Orang miskin bukan hanya kategori ekonomi. Mereka adalah orang-orang dapat dibuang. Bahkan Ayub, pada akhirnya, tidak kebal terhadap "antroposentrisme" (76). Ayub berasumsi bahwa ia tahu apa itu keadilan. Namun, pembenaran diri tidak akan pernah dapat memberikan kesembuhan, dan pada kenyataannya hal itu "pada akhirnya mengarah pada penggantian Allah dengan diri sendiri dan pada perampasan tempat Allah" (79).
"Inilah yang dimaksud Alkitab dengan penyembahan berhala, yang merupakan godaan permanen orang percaya . . . semacam kesombongan rasional---penggantian Allah oleh pribadi manusia" (79).
Gustavo menunjukkan bahwa titik akhir dari cemoohan yang ditimbulkan oleh penyembahan berhala adalah cemoohan terhadap Yesus sendiri, Sang Sabda yang menjadi manusia (Yohanes 1:14). Karena Dialah Dia yang, meskipun Dia kaya, menjadi miskin (2 Korintus 8:9), yang, dalam Inkarnasi-Nya, tidak lebih menyukai kekayaan, status sosial, kekuasaan politik, tetapi "daging" kita, dalam ketelanjangannya dan kemiskinannya yang total. Dia menjadi apa yang kita cemoohan untuk menunjukkan apa yang Allah lebih sukai.
Gustavo ingin kita merenungkan Yesus saat ia berdoa dengan kata-kata Mazmur 22 di kayu Salib. Yesus tidak menulis Mazmur itu, Gustavo mencatat, tetapi "yang penting adalah bahwa Yesus menjadikannya milik-Nya sendiri dan, sementara dipaku di kayu salib, mempersembahkan kepada Bapa penderitaan dan pengabaian seluruh umat manusia. Persekutuan radikal dengan penderitaan manusia ini membawa-Nya ke tingkat sejarah terdalam pada saat hidupnya berakhir" (On Job, 100).

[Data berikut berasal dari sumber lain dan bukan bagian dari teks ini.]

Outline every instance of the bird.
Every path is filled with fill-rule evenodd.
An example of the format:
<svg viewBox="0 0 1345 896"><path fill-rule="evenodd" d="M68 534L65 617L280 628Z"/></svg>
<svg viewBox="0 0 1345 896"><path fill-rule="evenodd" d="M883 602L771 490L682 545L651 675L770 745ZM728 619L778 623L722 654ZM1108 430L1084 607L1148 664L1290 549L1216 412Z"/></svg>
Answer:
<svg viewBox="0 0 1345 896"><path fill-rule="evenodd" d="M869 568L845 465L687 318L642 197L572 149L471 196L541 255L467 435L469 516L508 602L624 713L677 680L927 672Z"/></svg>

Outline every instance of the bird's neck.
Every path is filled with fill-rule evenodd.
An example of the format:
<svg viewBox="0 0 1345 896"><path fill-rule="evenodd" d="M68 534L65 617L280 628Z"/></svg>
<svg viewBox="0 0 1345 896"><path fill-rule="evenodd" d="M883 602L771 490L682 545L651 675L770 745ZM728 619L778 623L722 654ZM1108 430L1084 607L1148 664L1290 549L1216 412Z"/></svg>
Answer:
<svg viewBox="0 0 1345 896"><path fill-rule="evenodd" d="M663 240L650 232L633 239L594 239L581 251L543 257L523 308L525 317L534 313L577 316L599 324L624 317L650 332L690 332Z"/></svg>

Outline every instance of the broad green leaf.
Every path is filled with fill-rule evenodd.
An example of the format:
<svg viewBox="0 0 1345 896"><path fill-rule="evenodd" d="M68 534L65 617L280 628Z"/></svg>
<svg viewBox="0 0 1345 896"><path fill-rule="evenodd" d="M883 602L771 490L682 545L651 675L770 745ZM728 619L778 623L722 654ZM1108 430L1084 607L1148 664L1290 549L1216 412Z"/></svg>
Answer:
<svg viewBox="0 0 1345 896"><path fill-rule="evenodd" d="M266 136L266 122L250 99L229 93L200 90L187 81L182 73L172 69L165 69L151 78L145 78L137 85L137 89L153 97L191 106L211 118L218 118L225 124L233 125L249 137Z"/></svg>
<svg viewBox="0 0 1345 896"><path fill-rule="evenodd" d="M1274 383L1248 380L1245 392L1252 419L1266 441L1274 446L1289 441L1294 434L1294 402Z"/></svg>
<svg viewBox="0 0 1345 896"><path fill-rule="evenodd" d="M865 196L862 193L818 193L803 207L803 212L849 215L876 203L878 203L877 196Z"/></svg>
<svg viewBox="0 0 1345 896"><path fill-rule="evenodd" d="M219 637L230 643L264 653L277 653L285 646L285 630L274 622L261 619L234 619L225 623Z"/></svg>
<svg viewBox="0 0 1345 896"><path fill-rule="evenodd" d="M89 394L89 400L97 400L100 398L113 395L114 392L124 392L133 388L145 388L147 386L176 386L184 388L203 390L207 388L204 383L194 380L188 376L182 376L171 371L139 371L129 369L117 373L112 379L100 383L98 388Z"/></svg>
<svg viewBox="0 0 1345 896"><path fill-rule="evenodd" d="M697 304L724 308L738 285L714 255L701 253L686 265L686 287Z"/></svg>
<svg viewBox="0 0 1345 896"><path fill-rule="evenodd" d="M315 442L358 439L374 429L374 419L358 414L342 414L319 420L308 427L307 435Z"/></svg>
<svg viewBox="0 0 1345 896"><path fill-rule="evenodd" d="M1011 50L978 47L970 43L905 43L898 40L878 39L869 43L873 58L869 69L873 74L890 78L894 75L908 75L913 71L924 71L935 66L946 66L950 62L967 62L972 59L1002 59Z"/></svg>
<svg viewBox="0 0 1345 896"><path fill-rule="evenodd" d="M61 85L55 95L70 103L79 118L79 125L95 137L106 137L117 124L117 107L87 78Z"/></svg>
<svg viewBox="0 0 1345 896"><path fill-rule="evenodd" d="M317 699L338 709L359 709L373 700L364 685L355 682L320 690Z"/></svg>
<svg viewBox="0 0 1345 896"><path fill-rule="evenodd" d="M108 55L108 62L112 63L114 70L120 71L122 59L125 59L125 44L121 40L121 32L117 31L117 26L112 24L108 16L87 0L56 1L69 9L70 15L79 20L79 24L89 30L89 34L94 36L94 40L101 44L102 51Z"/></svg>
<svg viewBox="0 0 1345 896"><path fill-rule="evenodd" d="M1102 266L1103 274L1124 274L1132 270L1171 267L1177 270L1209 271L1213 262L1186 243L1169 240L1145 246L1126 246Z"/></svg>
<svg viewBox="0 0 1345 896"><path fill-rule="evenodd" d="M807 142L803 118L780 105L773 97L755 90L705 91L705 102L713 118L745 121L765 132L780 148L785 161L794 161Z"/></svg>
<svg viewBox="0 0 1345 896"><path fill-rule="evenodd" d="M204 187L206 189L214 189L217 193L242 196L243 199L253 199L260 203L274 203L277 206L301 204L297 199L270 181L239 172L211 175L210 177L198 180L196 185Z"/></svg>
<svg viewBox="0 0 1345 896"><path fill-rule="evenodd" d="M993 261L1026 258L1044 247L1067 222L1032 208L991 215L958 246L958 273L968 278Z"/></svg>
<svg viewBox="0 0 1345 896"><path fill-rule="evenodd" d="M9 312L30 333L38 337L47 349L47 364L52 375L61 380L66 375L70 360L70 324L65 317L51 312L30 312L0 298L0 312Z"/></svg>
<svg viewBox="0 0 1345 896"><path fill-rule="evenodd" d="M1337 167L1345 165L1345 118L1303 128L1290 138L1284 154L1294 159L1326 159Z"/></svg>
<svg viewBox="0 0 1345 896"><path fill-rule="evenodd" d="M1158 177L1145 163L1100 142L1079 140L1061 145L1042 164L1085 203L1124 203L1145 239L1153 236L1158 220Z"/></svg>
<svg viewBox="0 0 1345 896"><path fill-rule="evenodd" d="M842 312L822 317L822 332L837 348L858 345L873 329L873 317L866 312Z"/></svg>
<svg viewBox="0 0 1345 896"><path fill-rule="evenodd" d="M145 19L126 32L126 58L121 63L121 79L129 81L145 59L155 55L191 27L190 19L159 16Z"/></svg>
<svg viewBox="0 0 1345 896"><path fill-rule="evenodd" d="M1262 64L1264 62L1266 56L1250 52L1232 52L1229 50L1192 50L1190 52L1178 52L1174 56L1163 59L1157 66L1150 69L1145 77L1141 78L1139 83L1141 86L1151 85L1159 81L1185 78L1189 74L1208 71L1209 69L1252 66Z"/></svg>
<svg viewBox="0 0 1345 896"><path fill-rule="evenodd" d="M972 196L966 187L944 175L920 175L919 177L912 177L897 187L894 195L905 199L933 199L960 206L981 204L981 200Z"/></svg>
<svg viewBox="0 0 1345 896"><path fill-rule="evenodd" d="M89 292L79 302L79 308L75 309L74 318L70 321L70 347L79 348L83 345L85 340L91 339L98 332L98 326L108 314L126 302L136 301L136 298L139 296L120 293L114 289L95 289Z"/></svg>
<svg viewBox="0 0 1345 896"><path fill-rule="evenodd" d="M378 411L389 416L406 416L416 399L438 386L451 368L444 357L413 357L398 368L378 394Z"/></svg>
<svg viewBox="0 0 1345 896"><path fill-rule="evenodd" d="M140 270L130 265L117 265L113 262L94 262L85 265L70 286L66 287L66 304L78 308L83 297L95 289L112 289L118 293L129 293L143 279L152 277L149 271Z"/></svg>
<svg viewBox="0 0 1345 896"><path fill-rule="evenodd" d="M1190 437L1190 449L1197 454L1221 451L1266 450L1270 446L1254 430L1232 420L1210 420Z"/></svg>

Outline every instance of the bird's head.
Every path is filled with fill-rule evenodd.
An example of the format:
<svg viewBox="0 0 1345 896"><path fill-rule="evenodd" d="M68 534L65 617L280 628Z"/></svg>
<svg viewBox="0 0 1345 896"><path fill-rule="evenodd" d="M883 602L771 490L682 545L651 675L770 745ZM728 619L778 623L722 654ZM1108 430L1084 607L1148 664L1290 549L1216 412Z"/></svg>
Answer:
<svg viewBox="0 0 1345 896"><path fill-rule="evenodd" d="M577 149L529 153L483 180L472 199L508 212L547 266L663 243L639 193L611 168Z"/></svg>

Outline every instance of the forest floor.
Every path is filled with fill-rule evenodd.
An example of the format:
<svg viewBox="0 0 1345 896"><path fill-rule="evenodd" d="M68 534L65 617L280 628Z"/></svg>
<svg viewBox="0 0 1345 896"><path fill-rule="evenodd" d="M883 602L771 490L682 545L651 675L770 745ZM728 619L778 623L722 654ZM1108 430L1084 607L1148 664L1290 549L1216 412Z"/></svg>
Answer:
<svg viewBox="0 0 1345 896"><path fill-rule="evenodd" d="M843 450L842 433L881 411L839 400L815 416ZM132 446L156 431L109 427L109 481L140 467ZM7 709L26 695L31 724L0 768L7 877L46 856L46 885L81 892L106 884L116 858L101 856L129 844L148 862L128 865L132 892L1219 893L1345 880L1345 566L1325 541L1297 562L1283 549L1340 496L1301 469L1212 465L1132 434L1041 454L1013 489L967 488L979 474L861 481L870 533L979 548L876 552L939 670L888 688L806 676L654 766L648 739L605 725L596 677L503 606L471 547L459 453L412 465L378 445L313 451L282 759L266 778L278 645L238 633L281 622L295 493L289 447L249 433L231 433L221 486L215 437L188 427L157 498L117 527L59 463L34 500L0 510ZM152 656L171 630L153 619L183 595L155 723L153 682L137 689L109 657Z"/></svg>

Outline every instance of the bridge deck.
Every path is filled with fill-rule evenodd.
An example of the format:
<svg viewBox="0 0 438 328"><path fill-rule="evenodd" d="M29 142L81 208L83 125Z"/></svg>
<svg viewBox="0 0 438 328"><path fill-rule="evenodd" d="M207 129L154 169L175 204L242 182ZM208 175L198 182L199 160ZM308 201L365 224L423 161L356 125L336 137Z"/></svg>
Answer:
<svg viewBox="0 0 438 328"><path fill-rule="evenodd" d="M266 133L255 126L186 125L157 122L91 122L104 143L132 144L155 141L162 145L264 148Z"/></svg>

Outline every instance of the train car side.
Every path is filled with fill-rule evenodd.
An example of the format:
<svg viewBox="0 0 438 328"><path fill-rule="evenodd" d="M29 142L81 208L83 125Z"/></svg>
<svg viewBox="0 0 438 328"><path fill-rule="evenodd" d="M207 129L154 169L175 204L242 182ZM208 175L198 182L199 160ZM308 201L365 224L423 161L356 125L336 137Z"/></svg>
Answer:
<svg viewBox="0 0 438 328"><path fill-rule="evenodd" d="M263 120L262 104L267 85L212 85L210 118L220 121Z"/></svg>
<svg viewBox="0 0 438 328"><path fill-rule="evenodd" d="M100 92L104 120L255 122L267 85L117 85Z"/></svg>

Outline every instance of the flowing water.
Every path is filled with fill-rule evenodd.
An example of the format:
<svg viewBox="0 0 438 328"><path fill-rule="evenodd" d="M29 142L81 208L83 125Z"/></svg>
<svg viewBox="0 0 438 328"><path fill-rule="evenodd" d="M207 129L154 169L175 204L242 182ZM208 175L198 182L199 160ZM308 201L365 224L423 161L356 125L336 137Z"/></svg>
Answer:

Dalam persekutuan ini, penderitaan semua orang yang martabat manusianya dilecehkan oleh "preferensi" penyembahan berhala yang sombong diangkat dalam pewahyuan preferensi Allah. "Seruan Yesus di kayu salib membuat tangisan semua Ayub, individu dan kolektif, dalam sejarah manusia, menjadi lebih terdengar dan lebih tajam" (101), dan ini tidak mengecualikan siapa pun.
Inilah yang kita bisa pelajari dari Gustavo, kesetiaan gerejawi seorang teolog yang telah memberikan segala pikiran hebat yang penuh dan utuh kepada Gereja dan kepada disiplin teologi itu sendiri. Semoga kenangan akan dia menjadi berkat bagi kita saat memetakan jalan menuju masa depan di mana kita berharap dapat hidup sesuai dengan banyak karunia yang telah diberikan!